Hoe ook – Andriesse’s naam leek daarna gevestigd door de pastiche ‘Zuster Belinda en het geheime leven van Dokter Dushkind’, feuilleton in De Nieuwe Linie, en ‘Beweren en bewijzen zijn twee: 54 beweringen’, een scherpzinnig pamflet over waansystemen. Beide 1971 maar nog zéér leesbaar. Daarna trad de versukkeling in. Hij produceerde weinig en wat kwam werd niet als interessant gewaardeerd. Hij moest leuren. Uitgever Joost Nijssen, ook liefhebber, zat hem achter de broek. Om kwaliteit te leveren. Wou hem per se uitgeven. Maar - vertelde Joost - 'steeds als ik aanbel, doet een ander jong ding open. Hemzelf krijg ik niet te zien.'
De roddelpers ziet dat anders. 1972 liep zijn echtgenote Jozefien over naar de concurrent, Jeroen Brouwers. Dat heeft Peter geknakt. Jarenlang was hij slechts in staat tot werk met een korte adem. Vaak grappig – in studentenblad Propria Cures onder pseudoniemen gepubliceerd. Daarna was zijn uitgeefkrediet verlopen. Miskenning restte. Met overleefpogingen door eigen tijdschrift Kamikaze.
Dat zijn naam toch bleef circuleren danken we aan Jeroen Brouwers. Die bleef en blijft hem belangwekkend genoeg vinden om te noemen. Of is het schuldbewustzijn? Van hem de volgende anekdote.
Peter debuteerde met het bekroonde ‘Verboden te jodelen’(1969). Voor vrije publiciteit schreef Peter overal op toiletten zijn titel. In een bekend hoofdstedelijk café schreef iemand er toen onder 'ANTISEMIETEL!’.
Daarom opbeurend sensationeel nieuws: er komt een nieuwe Andriesse na twintig jaar luwte. Dat ik dat nog mag meemaken. Donderdagavond 24 april wordt in Haarlem ‘De rode kimono’ gepresenteerd. Met radio-interview. Wie erbij wil zijn - reserveer via de Knipscheersite. **
Zaterdag 03/05/2014 signeert Andriesse in Café Bern, Nieuwmarkt 9 – 16.00 tot 17.30. Articuleer nadrukkelijk want de sympathieke auteur is nog steeds links stokdoof.
* http://www.dbnl.org/tekst/kool002werk01_01/kool002werk01_01_0098.php#a002
** http://www.indeknipscheer.com/boekpresentatie-de-rode-kimono-van-peter-andriesse/
Zie ook: http:// http://hetvergete...9/08/peter-andriesse-1941.html
Schrijver: Jos Zuijderwijk, 19 april 2014
Geplaatst in de categorie: literatuur
Maar toch even nog, ik mis ook jouw gekke humor wel, want die heb je ook -;)!

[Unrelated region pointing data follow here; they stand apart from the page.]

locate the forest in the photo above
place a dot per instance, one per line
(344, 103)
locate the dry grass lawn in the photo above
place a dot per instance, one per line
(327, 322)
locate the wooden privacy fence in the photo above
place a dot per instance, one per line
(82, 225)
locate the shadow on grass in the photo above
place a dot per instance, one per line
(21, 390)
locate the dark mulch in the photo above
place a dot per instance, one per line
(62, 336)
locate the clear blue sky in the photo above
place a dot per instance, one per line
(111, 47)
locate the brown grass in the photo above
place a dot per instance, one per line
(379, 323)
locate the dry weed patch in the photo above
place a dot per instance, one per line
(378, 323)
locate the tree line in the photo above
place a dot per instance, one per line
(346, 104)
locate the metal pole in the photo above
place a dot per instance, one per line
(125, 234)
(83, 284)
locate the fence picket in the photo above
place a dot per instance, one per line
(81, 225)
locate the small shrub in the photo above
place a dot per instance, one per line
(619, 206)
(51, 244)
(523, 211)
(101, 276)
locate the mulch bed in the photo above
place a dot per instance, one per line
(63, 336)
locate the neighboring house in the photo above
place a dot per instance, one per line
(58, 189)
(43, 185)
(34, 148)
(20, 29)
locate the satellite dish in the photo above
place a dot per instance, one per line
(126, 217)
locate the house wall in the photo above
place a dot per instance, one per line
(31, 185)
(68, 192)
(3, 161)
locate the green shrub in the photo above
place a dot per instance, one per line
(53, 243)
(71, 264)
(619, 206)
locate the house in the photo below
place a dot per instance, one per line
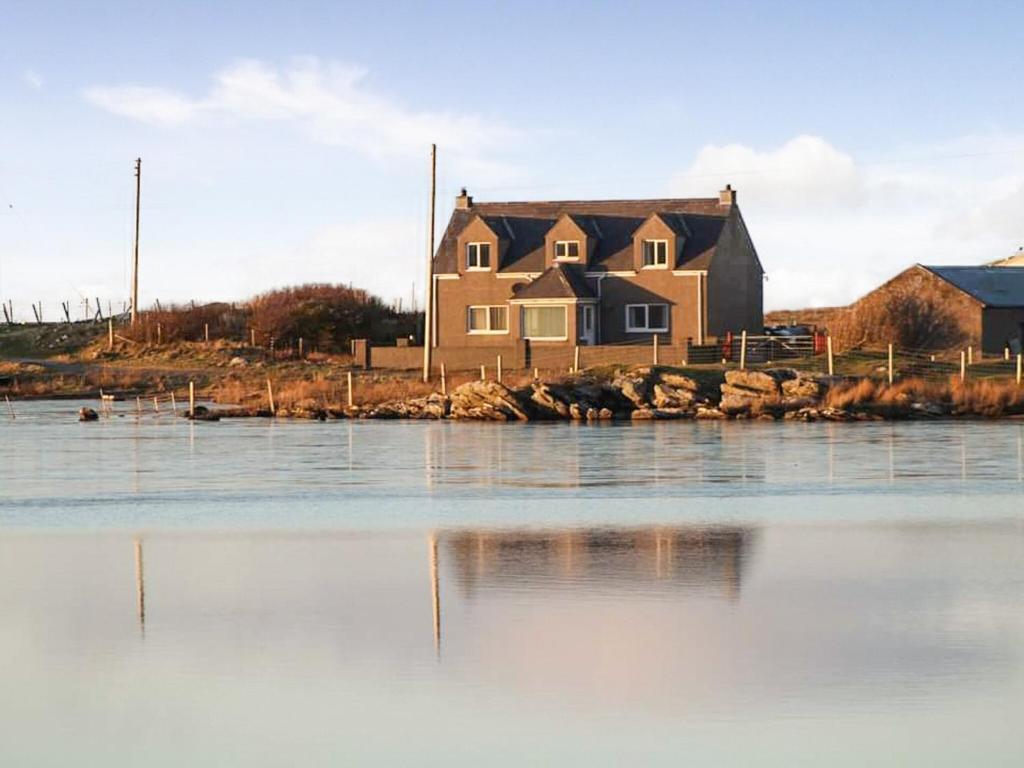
(984, 303)
(1017, 259)
(591, 272)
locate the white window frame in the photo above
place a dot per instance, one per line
(566, 243)
(646, 329)
(476, 245)
(522, 323)
(655, 265)
(489, 331)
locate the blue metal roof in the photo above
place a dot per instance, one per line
(992, 286)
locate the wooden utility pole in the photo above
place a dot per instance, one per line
(134, 270)
(429, 294)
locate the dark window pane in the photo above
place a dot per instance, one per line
(657, 315)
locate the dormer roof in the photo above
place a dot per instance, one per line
(558, 282)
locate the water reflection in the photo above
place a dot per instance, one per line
(693, 558)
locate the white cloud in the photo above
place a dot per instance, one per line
(829, 228)
(34, 80)
(154, 105)
(331, 102)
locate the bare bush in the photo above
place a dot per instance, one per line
(907, 318)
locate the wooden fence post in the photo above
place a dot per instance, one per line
(269, 394)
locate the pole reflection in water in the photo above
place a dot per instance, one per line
(435, 595)
(139, 586)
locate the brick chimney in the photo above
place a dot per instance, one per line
(464, 202)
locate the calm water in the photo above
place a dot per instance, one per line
(256, 593)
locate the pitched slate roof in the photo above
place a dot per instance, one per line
(558, 282)
(524, 224)
(1016, 260)
(992, 286)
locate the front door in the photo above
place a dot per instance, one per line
(588, 329)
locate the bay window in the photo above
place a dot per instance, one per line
(646, 317)
(545, 322)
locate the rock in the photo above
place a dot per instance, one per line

"Gezelligheid troef", roman uit 1977 van Peter Andriesse met als ondertitel: Geschiedenis van een scheiding.
Het gaat over Peters ex-vrouw en de beginnende romance van een begerige Jeroen Brouwers die Peter zijn vrouw aftroggelt. Het boek wordt in veel recensies meedogenloos afgekraakt maar ondanks dat laat het zich heerlijk lezen. Dat komt niet alleen door de zeventiger jaren sfeer, de humor maar vooral omdat Andriesse een geboren verteller is die ook over het ogenschijnlijke 'hier gebeurt niets' de lezer weet te boeien. De roman is een sleutelroman waarbij andere schrijvers te herkennen zijn als Hans Plomp en Mensje van Keulen.
Leuk die anekdote over Nijssen, die de auteur maar niet aan de voordeur ziet verschijnen, maar in plaats daarvan steeds een andere, jonge minnares. Wat ik overigens betwijfel.
Heeft Jeroen Brouwers inderdaad zijn vrouw Jozefien ingepikt? Man, wat een mooi gegeven, dat had hem niet moeten doen knakken, maar juist doen opveren en in literatuur doen omzetten!
Je was dus ooit samen met hem pompbediende bij een Shell-station. Tja, dat verbroedert. Net zoiets als ooit dienstplicht. Ik krijg ook de indruk, dat je tegen hem op kijkt. Niet doen. Nergens voor nodig. Dat jij in café Bern zal zijn, is net zo gewichtig als zijn bibberende handtekening in 'De rode kimono'!...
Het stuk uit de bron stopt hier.